胃カメラでは、以下のような疾患の確認ができます。

逆流性食道炎、食道癌、食道ポリープ、胃炎(急性・慢性)、胃ポリープ、十二指腸潰瘍、胃潰瘍、胃癌 など

胃カメラの流れ

検査前日
・前日の夕食は、消化の良いもので、なるべく早めに済ませ、遅くとも午後9時を過ぎたら飲食、服薬をしないようにしてください。アルコールも胃の粘膜に影響を与えるので控えてください。
・水分は摂っても構いませんが、コーヒーなど色の濃いものや、牛乳など粘膜に幕ができるものは控えてください。
検査当日
・検査が終わるまで、朝食などの飲食は禁止です。うがい程度は構いません。
・喫煙は胃液分泌が多くなり、検査が行いにくくなるため禁止です。
・体を締め付けない、ゆったりとした服装でご来院ください。

※抗凝固薬や抗血小板薬など血液をサラサラにする薬や血管拡張薬等、常用の薬がある場合は、一旦中止していただくこともありますので、事前に医師にご相談ください。

経鼻/経口による胃カメラ検査の場合

1. 鼻腔/咽頭麻酔を行います

2. 体の左側を下にしてベッドで横になります。
次に鼻もしくは、口から胃カメラを挿入し、検査を開始します。※セデーション(鎮静剤)を行う場合は、胃カメラの挿入前に鎮静剤を注射し、鎮静剤の効果が現れた後に検査を行います。
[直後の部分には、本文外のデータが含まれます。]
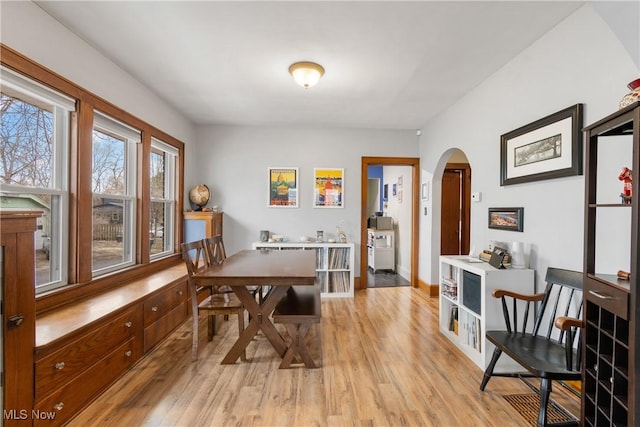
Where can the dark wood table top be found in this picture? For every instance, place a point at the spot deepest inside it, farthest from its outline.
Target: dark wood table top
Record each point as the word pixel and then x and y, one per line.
pixel 262 267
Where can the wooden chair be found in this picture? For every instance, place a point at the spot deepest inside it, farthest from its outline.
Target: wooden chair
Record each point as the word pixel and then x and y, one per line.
pixel 216 303
pixel 549 347
pixel 216 253
pixel 298 311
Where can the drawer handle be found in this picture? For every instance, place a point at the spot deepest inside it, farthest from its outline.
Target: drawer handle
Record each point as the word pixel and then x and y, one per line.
pixel 601 295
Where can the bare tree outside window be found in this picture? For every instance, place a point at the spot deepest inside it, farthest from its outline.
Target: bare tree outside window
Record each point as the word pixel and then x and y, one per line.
pixel 109 208
pixel 26 169
pixel 26 152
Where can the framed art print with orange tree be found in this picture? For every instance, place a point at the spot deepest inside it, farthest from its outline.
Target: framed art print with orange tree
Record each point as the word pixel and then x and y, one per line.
pixel 283 187
pixel 328 188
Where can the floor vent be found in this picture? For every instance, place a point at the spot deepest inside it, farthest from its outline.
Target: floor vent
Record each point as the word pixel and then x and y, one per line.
pixel 528 404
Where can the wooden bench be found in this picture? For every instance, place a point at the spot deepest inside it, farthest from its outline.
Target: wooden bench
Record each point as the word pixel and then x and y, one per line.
pixel 298 310
pixel 549 347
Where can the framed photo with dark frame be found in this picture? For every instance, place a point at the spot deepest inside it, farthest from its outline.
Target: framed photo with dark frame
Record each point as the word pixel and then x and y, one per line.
pixel 545 149
pixel 511 219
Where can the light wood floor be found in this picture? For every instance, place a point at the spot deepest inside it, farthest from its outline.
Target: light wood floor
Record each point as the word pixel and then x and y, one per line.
pixel 383 363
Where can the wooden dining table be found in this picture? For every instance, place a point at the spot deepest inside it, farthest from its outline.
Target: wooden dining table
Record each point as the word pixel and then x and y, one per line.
pixel 277 269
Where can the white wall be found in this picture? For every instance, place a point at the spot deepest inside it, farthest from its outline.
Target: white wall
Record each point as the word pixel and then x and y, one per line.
pixel 579 61
pixel 233 162
pixel 27 29
pixel 399 208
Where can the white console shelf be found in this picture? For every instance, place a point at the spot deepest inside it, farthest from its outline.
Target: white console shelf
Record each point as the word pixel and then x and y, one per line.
pixel 334 264
pixel 467 308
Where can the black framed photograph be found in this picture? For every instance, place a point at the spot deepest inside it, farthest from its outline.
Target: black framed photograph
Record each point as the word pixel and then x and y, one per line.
pixel 511 219
pixel 545 149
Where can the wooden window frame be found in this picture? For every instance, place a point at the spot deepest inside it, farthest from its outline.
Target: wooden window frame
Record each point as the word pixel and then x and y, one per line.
pixel 80 281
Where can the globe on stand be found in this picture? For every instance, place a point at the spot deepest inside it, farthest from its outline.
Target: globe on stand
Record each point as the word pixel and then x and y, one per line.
pixel 199 196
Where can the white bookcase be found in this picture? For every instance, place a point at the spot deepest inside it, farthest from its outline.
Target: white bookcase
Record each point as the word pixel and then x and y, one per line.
pixel 334 264
pixel 467 308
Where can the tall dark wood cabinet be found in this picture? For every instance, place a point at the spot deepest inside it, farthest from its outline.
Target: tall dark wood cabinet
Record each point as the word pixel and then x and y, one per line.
pixel 19 314
pixel 611 390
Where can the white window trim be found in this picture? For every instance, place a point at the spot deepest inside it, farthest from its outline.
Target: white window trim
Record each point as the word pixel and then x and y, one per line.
pixel 61 106
pixel 169 200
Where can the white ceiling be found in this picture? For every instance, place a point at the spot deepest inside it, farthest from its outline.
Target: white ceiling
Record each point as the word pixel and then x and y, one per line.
pixel 388 64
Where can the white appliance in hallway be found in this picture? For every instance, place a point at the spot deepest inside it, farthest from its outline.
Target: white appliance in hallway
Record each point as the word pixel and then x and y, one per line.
pixel 381 248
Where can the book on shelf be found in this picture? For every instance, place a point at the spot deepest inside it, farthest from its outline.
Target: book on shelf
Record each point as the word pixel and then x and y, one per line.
pixel 453 319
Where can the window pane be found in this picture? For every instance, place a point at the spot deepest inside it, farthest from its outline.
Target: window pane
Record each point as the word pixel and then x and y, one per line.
pixel 156 229
pixel 157 175
pixel 27 143
pixel 47 256
pixel 111 233
pixel 108 164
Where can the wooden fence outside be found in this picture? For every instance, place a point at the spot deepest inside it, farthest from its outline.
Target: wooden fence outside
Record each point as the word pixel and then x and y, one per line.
pixel 109 232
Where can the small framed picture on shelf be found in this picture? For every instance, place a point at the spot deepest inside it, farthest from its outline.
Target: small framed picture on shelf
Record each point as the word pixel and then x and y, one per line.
pixel 511 219
pixel 283 187
pixel 328 188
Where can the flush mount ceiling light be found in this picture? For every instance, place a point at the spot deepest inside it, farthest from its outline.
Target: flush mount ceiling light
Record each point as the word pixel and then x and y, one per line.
pixel 306 74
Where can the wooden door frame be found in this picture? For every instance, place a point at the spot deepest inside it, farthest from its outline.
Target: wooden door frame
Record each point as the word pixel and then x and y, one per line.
pixel 414 163
pixel 466 203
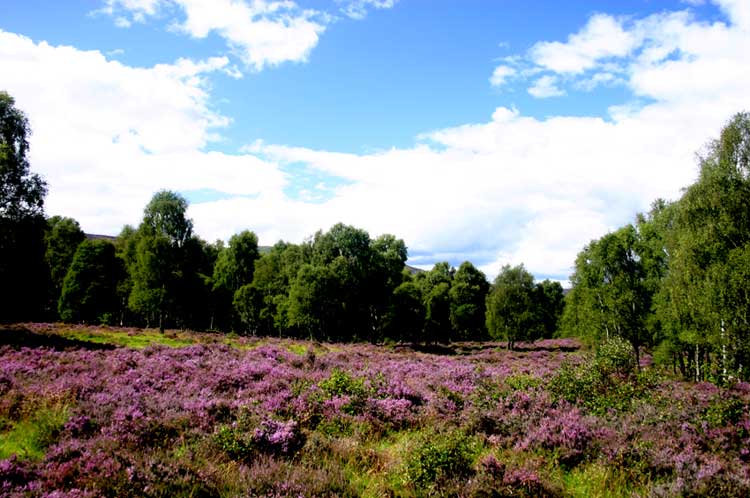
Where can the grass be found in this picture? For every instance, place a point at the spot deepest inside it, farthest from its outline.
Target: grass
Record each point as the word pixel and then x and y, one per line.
pixel 29 437
pixel 598 481
pixel 144 338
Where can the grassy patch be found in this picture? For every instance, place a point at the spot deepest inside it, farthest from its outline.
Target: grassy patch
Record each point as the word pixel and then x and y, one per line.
pixel 29 437
pixel 599 481
pixel 140 340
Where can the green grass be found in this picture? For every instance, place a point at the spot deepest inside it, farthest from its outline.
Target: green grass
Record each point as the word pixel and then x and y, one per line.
pixel 599 481
pixel 144 338
pixel 29 437
pixel 299 349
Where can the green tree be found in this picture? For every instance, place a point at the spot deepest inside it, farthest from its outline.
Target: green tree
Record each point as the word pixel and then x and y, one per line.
pixel 158 271
pixel 468 295
pixel 405 318
pixel 549 303
pixel 23 273
pixel 313 307
pixel 510 306
pixel 435 286
pixel 90 289
pixel 233 269
pixel 21 192
pixel 701 304
pixel 611 290
pixel 61 239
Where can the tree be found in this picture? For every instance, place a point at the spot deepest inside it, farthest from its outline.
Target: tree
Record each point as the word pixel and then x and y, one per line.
pixel 611 295
pixel 510 306
pixel 21 192
pixel 90 288
pixel 61 239
pixel 405 318
pixel 467 302
pixel 549 303
pixel 313 306
pixel 702 304
pixel 233 269
pixel 159 258
pixel 23 274
pixel 435 287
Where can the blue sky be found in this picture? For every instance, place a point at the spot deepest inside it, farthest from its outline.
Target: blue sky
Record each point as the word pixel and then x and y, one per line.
pixel 285 117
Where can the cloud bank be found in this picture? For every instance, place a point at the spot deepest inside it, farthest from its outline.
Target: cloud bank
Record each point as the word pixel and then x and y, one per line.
pixel 511 189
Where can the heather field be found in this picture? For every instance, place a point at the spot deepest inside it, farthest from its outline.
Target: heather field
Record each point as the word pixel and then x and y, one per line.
pixel 88 412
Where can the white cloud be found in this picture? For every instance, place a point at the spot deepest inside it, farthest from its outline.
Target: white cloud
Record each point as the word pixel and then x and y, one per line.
pixel 738 12
pixel 602 37
pixel 106 136
pixel 357 9
pixel 510 189
pixel 261 32
pixel 501 74
pixel 545 87
pixel 598 79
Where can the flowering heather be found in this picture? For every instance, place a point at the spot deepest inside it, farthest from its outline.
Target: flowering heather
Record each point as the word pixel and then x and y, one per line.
pixel 221 416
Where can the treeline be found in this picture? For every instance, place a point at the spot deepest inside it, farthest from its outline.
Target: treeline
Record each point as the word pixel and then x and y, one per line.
pixel 677 279
pixel 340 285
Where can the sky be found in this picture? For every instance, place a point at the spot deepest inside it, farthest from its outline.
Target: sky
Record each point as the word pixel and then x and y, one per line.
pixel 495 131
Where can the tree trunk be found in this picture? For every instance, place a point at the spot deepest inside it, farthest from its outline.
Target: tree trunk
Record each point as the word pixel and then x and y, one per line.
pixel 697 364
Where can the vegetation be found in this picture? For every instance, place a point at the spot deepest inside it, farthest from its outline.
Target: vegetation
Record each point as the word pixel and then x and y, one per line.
pixel 94 410
pixel 676 280
pixel 255 417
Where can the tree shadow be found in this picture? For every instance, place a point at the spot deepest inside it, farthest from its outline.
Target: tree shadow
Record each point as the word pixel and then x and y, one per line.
pixel 21 337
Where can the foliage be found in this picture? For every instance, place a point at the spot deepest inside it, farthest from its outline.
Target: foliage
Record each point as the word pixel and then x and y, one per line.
pixel 203 417
pixel 510 306
pixel 439 457
pixel 23 272
pixel 90 289
pixel 607 382
pixel 61 239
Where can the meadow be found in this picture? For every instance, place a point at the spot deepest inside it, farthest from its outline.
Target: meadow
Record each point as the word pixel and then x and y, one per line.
pixel 100 411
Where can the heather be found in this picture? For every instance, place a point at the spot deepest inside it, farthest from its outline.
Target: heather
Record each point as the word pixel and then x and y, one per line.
pixel 275 417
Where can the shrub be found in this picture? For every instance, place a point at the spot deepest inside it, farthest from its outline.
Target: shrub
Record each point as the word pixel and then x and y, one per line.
pixel 439 457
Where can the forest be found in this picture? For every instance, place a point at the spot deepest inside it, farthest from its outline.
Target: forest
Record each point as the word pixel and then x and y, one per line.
pixel 155 363
pixel 672 281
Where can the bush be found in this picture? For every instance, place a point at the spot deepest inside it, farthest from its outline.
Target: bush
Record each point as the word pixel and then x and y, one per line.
pixel 439 457
pixel 608 381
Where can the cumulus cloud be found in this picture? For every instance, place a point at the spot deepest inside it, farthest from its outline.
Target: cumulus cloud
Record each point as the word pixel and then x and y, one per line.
pixel 261 33
pixel 501 74
pixel 603 36
pixel 107 135
pixel 546 87
pixel 509 189
pixel 357 9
3. 食道、胃、十二指腸の内部を観察し、必要に応じ医師の判断で組織採取等を行います。

4. 一通り観察を終えたら、胃カメラを抜去し、検査終了となります。
検査時間は、組織の採取などの処置が無ければ、3~4分程度です。

検査後の注意事項

  • 検査後、咽頭麻酔が効いており、誤嚥の可能性がありますので、1時間程度は飲食を控えてください。
  • 組織検査を行った方は、食事等に関し、検査後の指示に従ってください。
  • 検査後2~3日は、お酒や香辛料などの刺激物は控え、消化の良いものを摂るようにしましょう。
  • 胃カメラでは、胃に空気を入れて膨らませ検査するので、検査後もお腹は張っていますが、次第に空気が抜けて通常に戻ります。
  • 経鼻による胃カメラ検査を受けた方は、検査後に鼻を強くかまないでください。